I wonder what his young wife in their nearby house would make of this. Folks are passing as the day begins and we exchange waves or greetings.
The sun finally punches through the clouds to the east, bathing the atoll in slivers of bright white light, and I feel sweat starting to form on my back.
On the far side of the square, near the entrance to the Government Building, some men in overalls are sweeping up leaves and litter while a very bored policeman sits nearby watching. These are prisoners from Funafuti's gaol serving time for committing some of the few crimes serious enough to warrant custodial sentences. Most crime here is alcohol-related, and the worst offenders are unlicensed, often young, male drivers caught drink-driving.
Another challenge for Funafuti, since the roads were paved in 2002 using windfall money from leasing Tuvalu's dot tv internet country code, is the steady increase in vehicles. Not that there's anywhere much to drive to on an atoll this small, but locals seem to manage. More vehicles add to Funafuti's problems because, in the salt-saturated air, rust eats into the chassis, and abandoned cars and trucks litter the atoll, with some being used as part of the defences against sea surges from the lagoon.
Sema, a Fijian woman married to a man from Nukufetau, one of Tuvalu's outer islands, who works at the Filamona Lodge where I'm staying, comes to work, sees me writing, comes over and peers at the laptop screen. I want to get this just right, so I show my developing story to some locals.
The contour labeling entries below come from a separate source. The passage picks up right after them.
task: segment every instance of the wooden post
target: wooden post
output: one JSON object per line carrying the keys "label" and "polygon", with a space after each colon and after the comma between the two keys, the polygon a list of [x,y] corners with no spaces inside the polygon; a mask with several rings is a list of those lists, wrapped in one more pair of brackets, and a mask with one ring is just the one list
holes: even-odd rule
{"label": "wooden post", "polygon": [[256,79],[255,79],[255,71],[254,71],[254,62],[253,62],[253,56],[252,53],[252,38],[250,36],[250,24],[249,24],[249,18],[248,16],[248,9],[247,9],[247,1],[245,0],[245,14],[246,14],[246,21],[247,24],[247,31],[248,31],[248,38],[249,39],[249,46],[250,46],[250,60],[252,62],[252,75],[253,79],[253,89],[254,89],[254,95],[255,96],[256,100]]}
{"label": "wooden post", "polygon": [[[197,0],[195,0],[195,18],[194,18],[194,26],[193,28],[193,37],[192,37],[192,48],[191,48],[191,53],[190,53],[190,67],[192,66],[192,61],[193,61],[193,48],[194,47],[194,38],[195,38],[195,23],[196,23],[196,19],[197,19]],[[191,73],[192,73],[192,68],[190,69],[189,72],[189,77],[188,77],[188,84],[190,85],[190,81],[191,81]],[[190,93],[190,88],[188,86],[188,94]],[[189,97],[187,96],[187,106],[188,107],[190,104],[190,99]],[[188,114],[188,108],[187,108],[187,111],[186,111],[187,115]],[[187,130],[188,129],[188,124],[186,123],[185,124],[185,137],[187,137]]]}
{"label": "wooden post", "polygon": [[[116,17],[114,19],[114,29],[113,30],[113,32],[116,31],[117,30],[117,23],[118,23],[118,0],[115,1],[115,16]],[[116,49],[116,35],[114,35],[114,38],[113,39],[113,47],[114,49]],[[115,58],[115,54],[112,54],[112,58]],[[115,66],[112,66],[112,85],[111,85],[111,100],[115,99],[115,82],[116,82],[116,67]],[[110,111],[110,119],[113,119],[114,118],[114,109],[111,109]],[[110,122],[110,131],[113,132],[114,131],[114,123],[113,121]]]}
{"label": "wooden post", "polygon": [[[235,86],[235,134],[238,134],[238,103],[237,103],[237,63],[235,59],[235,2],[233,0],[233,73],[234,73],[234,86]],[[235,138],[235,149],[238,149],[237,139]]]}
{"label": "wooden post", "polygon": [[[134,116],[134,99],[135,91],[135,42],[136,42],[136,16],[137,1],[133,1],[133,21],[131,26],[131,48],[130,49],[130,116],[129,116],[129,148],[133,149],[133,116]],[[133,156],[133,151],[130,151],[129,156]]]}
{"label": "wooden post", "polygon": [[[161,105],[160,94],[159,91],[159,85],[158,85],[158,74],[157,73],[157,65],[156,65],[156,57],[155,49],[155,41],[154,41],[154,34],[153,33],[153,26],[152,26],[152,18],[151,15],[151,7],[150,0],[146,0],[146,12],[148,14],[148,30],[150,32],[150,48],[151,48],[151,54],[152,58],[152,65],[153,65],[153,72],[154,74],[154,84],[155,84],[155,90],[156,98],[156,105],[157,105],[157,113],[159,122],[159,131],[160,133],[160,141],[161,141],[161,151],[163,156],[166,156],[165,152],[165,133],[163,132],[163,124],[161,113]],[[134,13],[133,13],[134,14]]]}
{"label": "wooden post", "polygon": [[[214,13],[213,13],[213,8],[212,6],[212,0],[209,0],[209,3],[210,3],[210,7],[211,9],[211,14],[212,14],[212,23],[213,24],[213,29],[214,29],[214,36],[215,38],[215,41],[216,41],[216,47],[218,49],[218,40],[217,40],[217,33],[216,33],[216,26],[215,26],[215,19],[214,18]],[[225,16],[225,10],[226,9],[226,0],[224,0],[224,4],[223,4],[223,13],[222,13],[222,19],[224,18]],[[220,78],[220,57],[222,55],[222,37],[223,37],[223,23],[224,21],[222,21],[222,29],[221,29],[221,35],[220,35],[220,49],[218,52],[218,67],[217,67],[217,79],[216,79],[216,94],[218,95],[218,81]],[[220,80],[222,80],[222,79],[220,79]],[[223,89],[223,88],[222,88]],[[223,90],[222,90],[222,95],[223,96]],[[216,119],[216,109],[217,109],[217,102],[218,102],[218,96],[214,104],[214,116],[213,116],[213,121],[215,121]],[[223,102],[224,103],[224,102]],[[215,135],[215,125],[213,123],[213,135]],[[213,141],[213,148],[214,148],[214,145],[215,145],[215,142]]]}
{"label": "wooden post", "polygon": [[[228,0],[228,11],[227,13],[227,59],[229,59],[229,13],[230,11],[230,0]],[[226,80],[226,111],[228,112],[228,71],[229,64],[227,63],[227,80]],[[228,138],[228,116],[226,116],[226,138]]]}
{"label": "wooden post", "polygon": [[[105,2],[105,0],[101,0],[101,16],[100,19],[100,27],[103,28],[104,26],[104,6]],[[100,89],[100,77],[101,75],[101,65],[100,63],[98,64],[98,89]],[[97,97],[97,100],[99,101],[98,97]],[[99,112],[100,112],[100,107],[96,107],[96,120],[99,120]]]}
I'm a wordy palagi (white person, outsider) who's here to try to tell part of the
current Tuvalu story.
"Oh, wow," Sema says. "That's good."
"Fakafeti lasi," I gratefully say, and return to the keyboard.
A bit later, Hilia Vavae comes by and also looks at my writing. She is the director of the Tuvalu Meteorological Office, housed in a white bungalow next to the power station on the eastern side of the atoll, and the local expert on Tuvaluan weather, with twenty years' experience. Her daily data is sent worldwide and added to three-day regional weather forecasts, and the fearsome climate calculations and simulations that fuel the scientific debates about global warming. She's happy too, so I'm satisfied I'm getting this right.